Adaların suları günümüzde dalgıçlar için cazip bir tatil destinasyonudur– Su altı güzellikleri, keşfedilmemiş mağaralar ve mağaralar, deniz florası ve faunasının zenginliği her yıl yeni turistlerin ilgisini çekmektedir.

  • La Maddalena. Adanın kendisi engebelidir, ancak kıyı şeridi dalgalar tarafından oldukça karmaşık bir şekilde kesilmiştir ve kıyılara ulaşmak o kadar kolay değildir. Tesisin konukları, 13. yüzyılda inşa edilmiş evleri ve antik Santa Maria Maddalena kilisesini görebileceğiniz tarihi merkezin arnavut kaldırımlı sokaklarında harika yürüyüşlerin keyfini çıkarabilirler.

    Adada yaşayanların sayısı 12 bin kişiyi geçmiyor. Adanın kendisi alışılmadık rengiyle diğerlerinden öne çıkıyor: kayalar kırmızı-koyu sarı renktedir ve kıyı şeridinin kumları beyazdır.

  • Caprera- La Maddalena'dan sonra ikinci en önemli ve en büyük ada. Adını büyük keçi popülasyonundan almıştır (İtalyanca capra'dan - “keçi”). Ada, 26 yıl boyunca bu bölgelerde yaşayan ünlü “İtalyan bağımsızlığının babası” Giuseppe Garibaldi'nin ev-müzesinin bulunmasıyla ünlüdür. Evin girişinde bir özgürlük savaşçısının büstünü görüyorsunuz, evin arkasında ise biraz ileride Garibaldi ailesine ait aile mezarlığı ve küçük bir şapel var.

    Caprera'nın doğu kısmı sözde "A bölgesi"dir- tamamen korunan bir doğal alan, burada balık tutmak bile tamamen yasaktır ve arabayla sadece kışın seyahat edebilirsiniz (yaz aylarında araç trafiği sınırlıdır).

  • Santo Stefano (Ayastefanos) turistler için çoğunlukla tarihi ilgi çekicidir: Burada yürürken takımadaların antik çağda nasıl göründüğünü kolayca hayal edebilirsiniz.

    Adada çok sayıda Neolitik mağara, antik bina ve granit ocağı bulunmaktadır.

  • Budelli eşsiz pembe kumsalı ile ünlüdür. Yumuşakça kabukları, mercanlar ve granit parçacıklarından oluşan kumun rengi nedeniyle pembe olarak adlandırılır (bu kombinasyon birlikte yumuşak pembe bir renk verir).
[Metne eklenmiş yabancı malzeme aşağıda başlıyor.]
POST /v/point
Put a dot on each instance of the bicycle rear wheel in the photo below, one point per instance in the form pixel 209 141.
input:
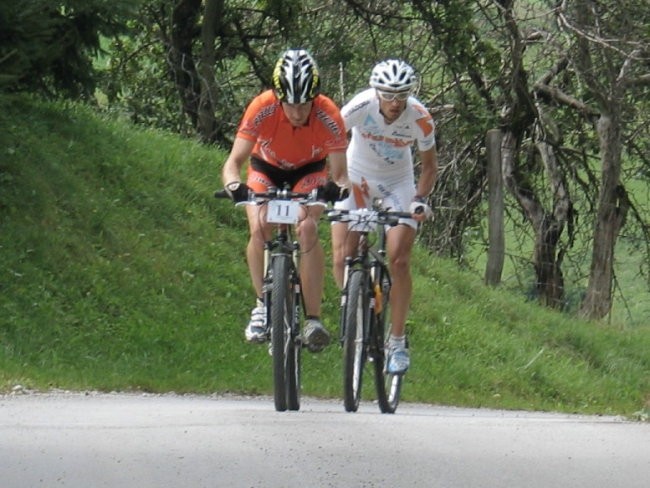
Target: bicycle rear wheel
pixel 388 386
pixel 286 357
pixel 354 357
Son yıllarda burada sadece özel olarak döşenmiş yollarda yürüyüşe izin veriliyor, kumda yürüyüşe izin verilmiyor.

    Bu, turistlerin kaplarda kum toplayıp hatıra olarak yanlarında götürmeye başlaması nedeniyle yapıldı. Bir de ünlü bir kişilik var: Modena'dan eski bir öğretmen olan yerel “Robinson” 1989'da emekli oldu ve Budelli'de yaşamaya başladı. Yılın 10 ayını burada, jeneratörle donatılmış yerel bir balıkçı barakasında geçiriyor, özel hasır mobilyalar yapıyor ve nadir turistleri ağırlıyor.

  • Razzoli Son sakinlerin ayrıldığı ve adadaki deniz fenerinin sökülerek başka bir yere taşındığı 1969 yılından bu yana ıssız durumda.
  • Santa Maria ve Spargi herhangi bir özel çekiciliği olmayan nispeten küçük adalardır.

    Caprera ve La Maddalena, takımadaların karayoluyla birbirine bağlanan tek adalarıdır, diğerleri birbirinden izole edilmiştir.

Geziler ve eğlence

Takımadaların adaları kapsamlı ve gelişmiş bir altyapıya sahip değildir. Buraya birkaç günlüğüne gelirseniz, yalnızca ana ada La Maddalena'da kalabilirsiniz: turistler için birkaç küçük otel vardır. Yerel sakinlerle görüşebilir ve bir veya iki günlüğüne bir oda veya misafirhane kiralayabilirsiniz.

Caprera'da bungalovlu küçük bir turistik köyde kalabilirsiniz.. Ancak çoğunlukla turistler La Maddalena'yı Sardunya gezi turuyla ziyaret ediyor ve adaları sadece birkaç saatliğine ziyaret ediyor.